Юэн чувствовал, как будет лучше. Не говоря ни слова, он поднялся с травы, выплюнул траву и быстро добрался до студента. Он ещё не успел ничего сделать, как тот, развернувшись, в отчаянии упал прямо в объятия профессора, прижимаясь к его груди. Юэн, положив подбородок на затылок Хейдена, прижал его к себе и нежно провёл рукой по спине. Всхлипы были не так слышны поначалу, но затем, с осознанием того, как же жесток мир, они учащались. Хейдену было страшно — за себя, за свою будущую судьбу, за всё, что происходит с ним, но ещё страшнее становилось от того, что он чувствовал привыкание. К своему профессору. Человеку, приютившего его на своей груди. Спустя столько долгих лет без любящего прикосновения матери Хейдену вновь показалось, что моментами мир не столь уж плох. Наверное.

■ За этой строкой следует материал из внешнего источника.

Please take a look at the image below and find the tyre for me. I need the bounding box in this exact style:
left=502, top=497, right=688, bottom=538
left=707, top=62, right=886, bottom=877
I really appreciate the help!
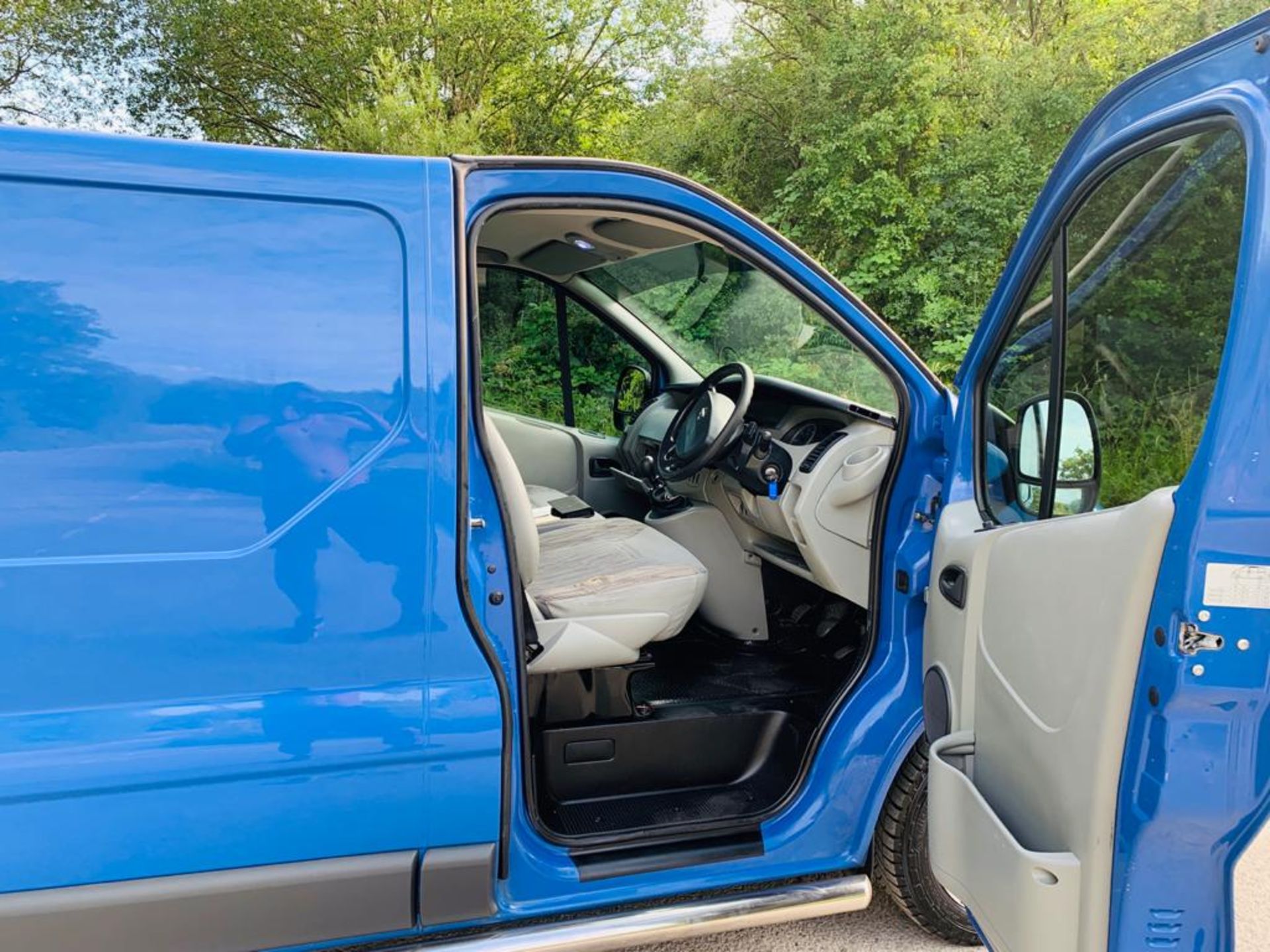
left=872, top=736, right=982, bottom=945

По крайней мере, когда профессор нежно гладит его по спине.

Что было более пугающим? Только что он рассказал тайну своей жизни, о которой никто не знал. Совершенно никто, ни одну мельчайшую подробность. Кроме Юэна.

Хейден в ответ обнял его, а затем оттолкнулся.

— Спасибо, — прошептал студент, смаргивая слезу с ресниц.

— Пойдём-ка обратно, — спокойным голосом произнёс Юэн. — Тебе нужно хорошенько выспаться.

========== Часть 14 ==========

— Спокойной ночи, Хейден, — прошептал Юэн у входа в спальню.

— Доброй ночи, профессор, — ответил Кристенсен, с силой нажимая на ручку двери и глядя в пол. У него не было сил поднять взгляд.

— Для тебя — просто Юэн.

Хейден покосился на МакГрегора, открывая рот и облизывая пересохшие губы. Он не знал, что ответить.

— Хорошо, — он кивнул и поспешил зайти в спальню, а Юэн остался в коридоре, кидая прощальный взгляд на захлопнувшуюся у него перед носом дверь. И так же, как исчезал Хейден, исчезали и его мечты, которым не суждено было сбыться.

Кристенсен нашёл в гардеробе широкую футболку, размера на три больше его собственного, с надписью «Действие даже самого крохотного существа приводит к изменениям во всей Вселенной». Ухмыльнувшись, он сразу же понял, кому она принадлежала. Никола Тесла. Интересно, сколько ещё вещей здесь оставил Юэн, пожертвовав ими ради студента? В следующий раз нужно будет обязательно захватить парочку своих рубашек, подумал Хейден, переодеваясь в выданную им футболку. Она пахла дорогим одеколоном и мылом. И ещё чем-то, чем-то по-настоящему особенным, своим.

Хейден не заметил, как провалился в сон, вспоминая вчерашний вечер. В небе восходил месяц, отражая солнечный свет. А юноша, закрывая глаза, погружался в необыкновенный мир воспоминаний из будущего.

Изящный модернизированный лифт устремился вверх по направлению здания. Сзади находилось прочное стекло, из которого открывался вид на город и его красоты: высотные здания, новейшие клубы и институты, лазурное безоблачное небо. Двое — мастер-джедай и его падаван стояли перед дверями, ожидая, пока те раскроются и они смогут выйти.

Сюда их отправил совет джедаев по важному поручению — обеспечить надёжную защиту сенатору Амидале, бывшей королеве Набу, которую малыш Энакин запомнил ещё со своего детства. Девушка заняла отдельное место в его сердце, и он с радостью согласился отправиться на подмогу вместе со своим учителем. Вот только огромная тревога овладевала им каждую секунду, пока лифт набирал скорость. Он не видел Падме уже десять лет. Они оба изменились и повзрослели. Каковыми теперь будут их отношения? И как они встретят друг друга? Решив не терять самообладания, он понял, что лучше всего будет не проявлять излишних эмоций.

— Ты слегка возбуждён, — послышался хитрый голос Оби-Вана откуда-то справа. Энакин тут же посмотрел на него — и тут же опешил. Вскинув брови от удивления, он прошептал:

— Профессор?!

Оби-Ван, в упор глядя на Энакина, видимо, тоже не очень понимал, что происходит. Тем не менее он не подавал виду.

— Даже не смей называть меня так! Мы во сне. Я всё ещё твой учитель, — сквозь зубы прошипел он, делая акцент на последнем слове.